Clark County Press, Neillsville, Wisconsin

February 25, 2009, Page 13

Contributed by "The Clark Co. Press"

Transcribed by Dolores (Mohr) Kenyon.

Index of "Oldies" Articles 


Compiled by Dee Zimmerman


Clark County News

 February 1874


There appears to be a great deal of dissatisfaction among the residents of the northern tier of Section 24 two west, recently added to the Town of Pine Valley from Weston.  They will present a strong petition to the County Board at the next meeting to be set back into the Town of Weston.


Daniel Gates has rendered the Agricultural Society material assistance by purchasing the $700 mortgage of Mr. Lynch, held by him on the fairgrounds.  Mr. Gates proposes to carry the debt for the Society until it is prepared to meet the obligation, which it will soon be in shape to do.  Mr. Gates is deserving of the thanks of the people of the county for his handsome favor.

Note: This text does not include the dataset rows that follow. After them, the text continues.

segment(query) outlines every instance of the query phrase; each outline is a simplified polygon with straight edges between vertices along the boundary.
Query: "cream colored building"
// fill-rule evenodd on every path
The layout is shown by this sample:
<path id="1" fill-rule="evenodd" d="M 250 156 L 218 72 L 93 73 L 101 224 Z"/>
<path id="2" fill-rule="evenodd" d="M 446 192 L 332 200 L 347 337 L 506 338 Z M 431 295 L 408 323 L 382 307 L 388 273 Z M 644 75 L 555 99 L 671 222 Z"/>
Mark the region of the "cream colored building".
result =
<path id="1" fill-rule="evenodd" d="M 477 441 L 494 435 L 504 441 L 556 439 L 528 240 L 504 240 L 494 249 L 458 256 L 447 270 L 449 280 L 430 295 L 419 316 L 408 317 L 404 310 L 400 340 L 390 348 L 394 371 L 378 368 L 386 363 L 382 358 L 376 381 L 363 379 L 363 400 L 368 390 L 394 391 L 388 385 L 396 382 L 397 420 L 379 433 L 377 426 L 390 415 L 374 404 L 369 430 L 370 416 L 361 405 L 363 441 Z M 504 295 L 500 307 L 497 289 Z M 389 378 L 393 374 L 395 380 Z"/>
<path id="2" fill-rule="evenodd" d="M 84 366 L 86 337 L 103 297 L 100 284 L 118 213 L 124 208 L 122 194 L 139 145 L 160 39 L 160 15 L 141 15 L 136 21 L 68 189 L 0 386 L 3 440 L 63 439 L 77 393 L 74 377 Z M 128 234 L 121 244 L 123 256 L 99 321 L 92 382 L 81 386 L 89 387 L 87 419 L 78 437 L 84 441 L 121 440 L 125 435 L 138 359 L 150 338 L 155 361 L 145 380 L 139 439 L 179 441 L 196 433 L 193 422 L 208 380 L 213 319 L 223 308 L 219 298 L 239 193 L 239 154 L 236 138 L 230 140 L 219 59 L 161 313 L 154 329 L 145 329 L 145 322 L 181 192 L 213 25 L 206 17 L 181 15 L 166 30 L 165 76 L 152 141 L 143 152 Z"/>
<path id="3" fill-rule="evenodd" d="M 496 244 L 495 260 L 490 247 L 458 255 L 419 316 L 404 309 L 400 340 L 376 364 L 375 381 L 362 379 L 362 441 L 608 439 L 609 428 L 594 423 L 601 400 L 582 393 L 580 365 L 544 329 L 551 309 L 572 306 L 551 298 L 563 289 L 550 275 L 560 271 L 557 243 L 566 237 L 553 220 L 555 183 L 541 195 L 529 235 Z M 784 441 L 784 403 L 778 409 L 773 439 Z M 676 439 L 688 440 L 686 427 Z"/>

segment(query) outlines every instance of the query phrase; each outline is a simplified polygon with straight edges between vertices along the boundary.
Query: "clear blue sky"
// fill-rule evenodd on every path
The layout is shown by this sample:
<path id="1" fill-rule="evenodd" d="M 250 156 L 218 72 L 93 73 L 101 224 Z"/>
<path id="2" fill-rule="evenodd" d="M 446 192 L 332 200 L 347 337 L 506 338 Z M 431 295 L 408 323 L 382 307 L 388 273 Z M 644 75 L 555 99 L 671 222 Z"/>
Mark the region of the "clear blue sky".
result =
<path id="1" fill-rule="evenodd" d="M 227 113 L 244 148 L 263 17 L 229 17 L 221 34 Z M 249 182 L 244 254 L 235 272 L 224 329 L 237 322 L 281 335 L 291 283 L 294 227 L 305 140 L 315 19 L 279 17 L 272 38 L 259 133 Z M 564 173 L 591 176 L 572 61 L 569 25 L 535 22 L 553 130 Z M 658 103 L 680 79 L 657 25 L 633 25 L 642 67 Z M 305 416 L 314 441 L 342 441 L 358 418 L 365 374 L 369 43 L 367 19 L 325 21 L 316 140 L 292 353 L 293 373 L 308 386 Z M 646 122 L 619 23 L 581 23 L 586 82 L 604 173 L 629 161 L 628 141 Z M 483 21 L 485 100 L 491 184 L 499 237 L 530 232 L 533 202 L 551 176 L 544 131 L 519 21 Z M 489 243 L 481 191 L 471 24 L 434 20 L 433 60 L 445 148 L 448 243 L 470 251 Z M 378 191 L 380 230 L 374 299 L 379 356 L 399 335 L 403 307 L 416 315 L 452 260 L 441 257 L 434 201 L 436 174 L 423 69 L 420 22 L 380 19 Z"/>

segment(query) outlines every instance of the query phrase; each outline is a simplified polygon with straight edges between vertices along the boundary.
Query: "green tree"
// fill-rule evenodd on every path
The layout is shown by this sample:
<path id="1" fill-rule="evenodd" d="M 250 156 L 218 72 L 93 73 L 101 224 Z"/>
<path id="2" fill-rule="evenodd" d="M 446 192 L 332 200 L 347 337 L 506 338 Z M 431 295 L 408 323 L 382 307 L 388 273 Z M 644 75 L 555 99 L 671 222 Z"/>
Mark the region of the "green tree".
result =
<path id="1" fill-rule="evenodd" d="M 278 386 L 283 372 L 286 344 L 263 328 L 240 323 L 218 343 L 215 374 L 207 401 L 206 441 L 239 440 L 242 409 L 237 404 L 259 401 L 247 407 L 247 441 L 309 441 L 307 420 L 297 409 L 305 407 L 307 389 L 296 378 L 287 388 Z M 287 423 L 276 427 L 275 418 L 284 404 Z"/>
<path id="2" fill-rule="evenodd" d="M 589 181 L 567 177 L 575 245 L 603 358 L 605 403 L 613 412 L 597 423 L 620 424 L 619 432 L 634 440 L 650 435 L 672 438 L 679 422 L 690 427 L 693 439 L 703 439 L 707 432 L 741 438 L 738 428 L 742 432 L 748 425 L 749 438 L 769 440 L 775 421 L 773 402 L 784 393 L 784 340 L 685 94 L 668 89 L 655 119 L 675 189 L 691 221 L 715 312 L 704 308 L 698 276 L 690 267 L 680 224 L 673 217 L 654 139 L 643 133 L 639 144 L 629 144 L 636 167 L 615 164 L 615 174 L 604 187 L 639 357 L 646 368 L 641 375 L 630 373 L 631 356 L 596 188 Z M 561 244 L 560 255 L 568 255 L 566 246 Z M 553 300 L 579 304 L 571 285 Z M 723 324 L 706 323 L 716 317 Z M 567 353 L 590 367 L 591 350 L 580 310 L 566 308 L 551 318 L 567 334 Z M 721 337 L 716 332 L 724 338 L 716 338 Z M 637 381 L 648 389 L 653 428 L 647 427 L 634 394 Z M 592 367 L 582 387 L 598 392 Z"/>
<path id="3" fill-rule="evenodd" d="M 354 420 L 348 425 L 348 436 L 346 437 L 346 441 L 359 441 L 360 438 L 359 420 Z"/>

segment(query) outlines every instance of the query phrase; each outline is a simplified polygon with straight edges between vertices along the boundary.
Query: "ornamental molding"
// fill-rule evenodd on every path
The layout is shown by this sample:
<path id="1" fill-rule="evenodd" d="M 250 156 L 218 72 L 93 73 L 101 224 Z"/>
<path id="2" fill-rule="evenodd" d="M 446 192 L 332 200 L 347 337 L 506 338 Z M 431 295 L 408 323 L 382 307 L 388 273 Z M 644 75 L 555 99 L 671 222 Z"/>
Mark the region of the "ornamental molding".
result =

The Puget Sound fever is becoming contagious around here.  The flattering reports sent back by former citizens who have located there, are tempting many to follow them.  That country may have some advantages over this, but in leaving Clark County one must throw away other and still greater advantages that will be sorely missed in that land of no snow.  It is the magnificent pine of that section that seems to have special attractions.


Mr. Nevins, Secretary of the Log Driving Association, estimates that the amount of logs put in this winter, in Black River, will be from 100 to 124 million, or about half the usual amount.


This having been one of the best logging seasons ever known on the Black River is generally agreed to by all lumbermen.  They are finding a general good compensation for the general depression in business, which compelled them to go into the woods with light forces.


W. J. Armstrong has a camp of eight men on Rock Creek, who had put in on Jan. 31st 800,000 feet of logs by actual scaling, or 100,000 feet to the man, which is generally counted as a good winter’s work.  He now has placed his figures for the winter, for this camp, at a million and a-half.


Al Brown and several other lumbermen have already filled contracts that they supposed would occupy all the winter, and are now putting in logs for any good customer that may come along.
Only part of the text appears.